The world is currently in the grip of swine flu panic, ever since it burst forth from Mexico a few days ago. One would think that the last thing to wrangle about at this point is what we actually call the virus.

Alas, what's a name in the face of thousands of years of religious woo?

It may be called swine flu around the world, but a senior Israeli official on Monday changed the term in order not to pronounce the name of the animal whose meat is banned by Judaism.

'We will use the term Mexican flu in order not to have to pronounce the word swine,' said Deputy Health Minister Yakov Litzman of the ultra-religious United Torah Judaism party.
I mean, that's just silly, right? Only someone suffering from a case of magical thinking could do something so silly.

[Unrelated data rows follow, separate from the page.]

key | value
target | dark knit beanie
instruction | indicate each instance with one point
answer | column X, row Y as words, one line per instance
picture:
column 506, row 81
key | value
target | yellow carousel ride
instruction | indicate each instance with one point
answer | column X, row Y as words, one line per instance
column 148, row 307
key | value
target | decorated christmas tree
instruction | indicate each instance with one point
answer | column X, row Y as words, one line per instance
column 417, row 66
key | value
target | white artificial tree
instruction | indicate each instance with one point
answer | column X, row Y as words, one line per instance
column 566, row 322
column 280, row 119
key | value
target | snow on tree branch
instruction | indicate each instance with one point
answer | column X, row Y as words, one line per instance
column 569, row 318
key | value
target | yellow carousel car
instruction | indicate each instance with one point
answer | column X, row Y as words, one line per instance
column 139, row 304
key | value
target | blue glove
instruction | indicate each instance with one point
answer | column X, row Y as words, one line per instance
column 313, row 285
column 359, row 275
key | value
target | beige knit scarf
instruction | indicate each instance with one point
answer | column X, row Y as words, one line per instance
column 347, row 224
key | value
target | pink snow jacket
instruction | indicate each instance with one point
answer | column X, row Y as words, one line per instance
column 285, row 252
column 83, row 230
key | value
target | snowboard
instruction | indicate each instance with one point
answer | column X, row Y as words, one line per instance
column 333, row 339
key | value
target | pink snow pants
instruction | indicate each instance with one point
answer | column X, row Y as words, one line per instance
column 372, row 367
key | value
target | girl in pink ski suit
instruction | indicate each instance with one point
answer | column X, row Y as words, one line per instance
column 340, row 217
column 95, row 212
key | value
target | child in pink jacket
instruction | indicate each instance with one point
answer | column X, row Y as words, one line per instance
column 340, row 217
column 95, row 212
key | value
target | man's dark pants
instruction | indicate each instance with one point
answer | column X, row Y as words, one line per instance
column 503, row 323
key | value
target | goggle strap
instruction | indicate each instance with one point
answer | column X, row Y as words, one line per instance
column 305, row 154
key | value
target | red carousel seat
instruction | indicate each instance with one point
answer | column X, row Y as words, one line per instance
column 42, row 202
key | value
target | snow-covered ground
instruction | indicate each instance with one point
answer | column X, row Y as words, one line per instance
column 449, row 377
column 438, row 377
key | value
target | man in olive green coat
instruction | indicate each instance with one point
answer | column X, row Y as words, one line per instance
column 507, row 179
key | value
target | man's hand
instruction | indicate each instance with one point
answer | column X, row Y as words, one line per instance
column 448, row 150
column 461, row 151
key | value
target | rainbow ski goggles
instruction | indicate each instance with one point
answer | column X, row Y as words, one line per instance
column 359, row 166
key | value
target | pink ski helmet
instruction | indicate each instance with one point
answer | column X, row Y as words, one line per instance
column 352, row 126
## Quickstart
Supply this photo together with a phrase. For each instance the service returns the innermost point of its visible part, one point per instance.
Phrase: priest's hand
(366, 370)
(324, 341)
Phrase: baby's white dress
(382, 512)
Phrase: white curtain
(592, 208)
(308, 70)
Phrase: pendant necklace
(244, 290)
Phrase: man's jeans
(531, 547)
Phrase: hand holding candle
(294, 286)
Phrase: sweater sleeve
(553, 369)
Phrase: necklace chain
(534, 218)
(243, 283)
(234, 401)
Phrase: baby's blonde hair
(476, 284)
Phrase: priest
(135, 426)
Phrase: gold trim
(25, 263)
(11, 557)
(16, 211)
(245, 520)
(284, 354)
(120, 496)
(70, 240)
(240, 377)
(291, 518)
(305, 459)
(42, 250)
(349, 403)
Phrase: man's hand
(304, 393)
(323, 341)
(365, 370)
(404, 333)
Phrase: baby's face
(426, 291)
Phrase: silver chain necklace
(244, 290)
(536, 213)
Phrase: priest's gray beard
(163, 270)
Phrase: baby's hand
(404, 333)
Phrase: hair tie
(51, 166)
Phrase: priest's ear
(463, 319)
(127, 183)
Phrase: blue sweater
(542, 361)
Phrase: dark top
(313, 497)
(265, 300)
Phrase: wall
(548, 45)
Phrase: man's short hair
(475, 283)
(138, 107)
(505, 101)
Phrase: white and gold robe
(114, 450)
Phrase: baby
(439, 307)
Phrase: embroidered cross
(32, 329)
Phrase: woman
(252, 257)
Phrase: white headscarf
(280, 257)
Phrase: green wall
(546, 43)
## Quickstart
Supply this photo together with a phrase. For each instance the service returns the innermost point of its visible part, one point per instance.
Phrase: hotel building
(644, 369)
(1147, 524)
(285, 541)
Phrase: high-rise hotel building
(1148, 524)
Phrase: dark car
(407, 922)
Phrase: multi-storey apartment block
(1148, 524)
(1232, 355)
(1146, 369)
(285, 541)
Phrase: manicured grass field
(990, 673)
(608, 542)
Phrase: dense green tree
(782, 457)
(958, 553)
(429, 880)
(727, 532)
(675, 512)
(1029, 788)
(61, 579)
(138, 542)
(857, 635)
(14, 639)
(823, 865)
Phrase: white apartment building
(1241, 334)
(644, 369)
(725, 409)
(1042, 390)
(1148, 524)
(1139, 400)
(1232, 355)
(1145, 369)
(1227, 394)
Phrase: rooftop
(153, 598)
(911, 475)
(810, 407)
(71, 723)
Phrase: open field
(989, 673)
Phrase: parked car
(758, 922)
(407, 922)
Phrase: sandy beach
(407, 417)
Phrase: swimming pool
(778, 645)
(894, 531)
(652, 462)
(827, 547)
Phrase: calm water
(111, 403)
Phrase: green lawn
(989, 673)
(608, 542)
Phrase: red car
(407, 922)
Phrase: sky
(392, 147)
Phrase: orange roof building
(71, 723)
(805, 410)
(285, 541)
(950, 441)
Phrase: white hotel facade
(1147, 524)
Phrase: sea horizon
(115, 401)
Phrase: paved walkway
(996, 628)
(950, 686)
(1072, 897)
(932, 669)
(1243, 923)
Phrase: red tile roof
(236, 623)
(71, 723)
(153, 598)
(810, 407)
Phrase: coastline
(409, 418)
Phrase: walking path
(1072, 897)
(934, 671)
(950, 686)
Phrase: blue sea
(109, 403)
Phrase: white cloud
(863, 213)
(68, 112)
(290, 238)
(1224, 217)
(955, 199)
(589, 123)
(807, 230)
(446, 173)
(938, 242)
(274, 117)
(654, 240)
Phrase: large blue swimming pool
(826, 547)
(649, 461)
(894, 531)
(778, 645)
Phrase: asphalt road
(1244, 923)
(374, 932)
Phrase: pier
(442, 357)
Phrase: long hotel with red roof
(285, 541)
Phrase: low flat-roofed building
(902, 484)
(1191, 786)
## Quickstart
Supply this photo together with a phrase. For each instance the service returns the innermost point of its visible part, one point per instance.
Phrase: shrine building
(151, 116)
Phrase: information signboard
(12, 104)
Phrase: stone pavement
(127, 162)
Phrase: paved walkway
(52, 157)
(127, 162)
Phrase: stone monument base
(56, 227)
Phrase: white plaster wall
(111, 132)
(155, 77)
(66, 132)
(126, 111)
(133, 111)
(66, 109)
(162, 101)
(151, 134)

Er, well, not quite:
U.S. officials, particularly the agricultural department, were under pressure from the pork lobby that fears the term 'swine flu' is confusing people into thinking they can catch the virus from pork, which they can't, the AP says.

* * *

So the U.S. government is now officially going with 'H1N1' even though the bureaucracy is finding it hard to shake the old 'swine flu' label.
Why don't we just rename it Bin Laden Flu and be done with it!

1 comment:

tanstaafl said...

I don't care what it is called, just keep it away from me.

I think the hilarious part is the number of hogs that have been killed because of the mistaken belief that the meat can cause the flu.

"And waitress, before you leave,
Would you bring me some coffee---
And a hot ham sandwich please."
Tom T. Hall

Tom T. was right. Everything can be cured with a ham sandwich and a hot cup of coffee.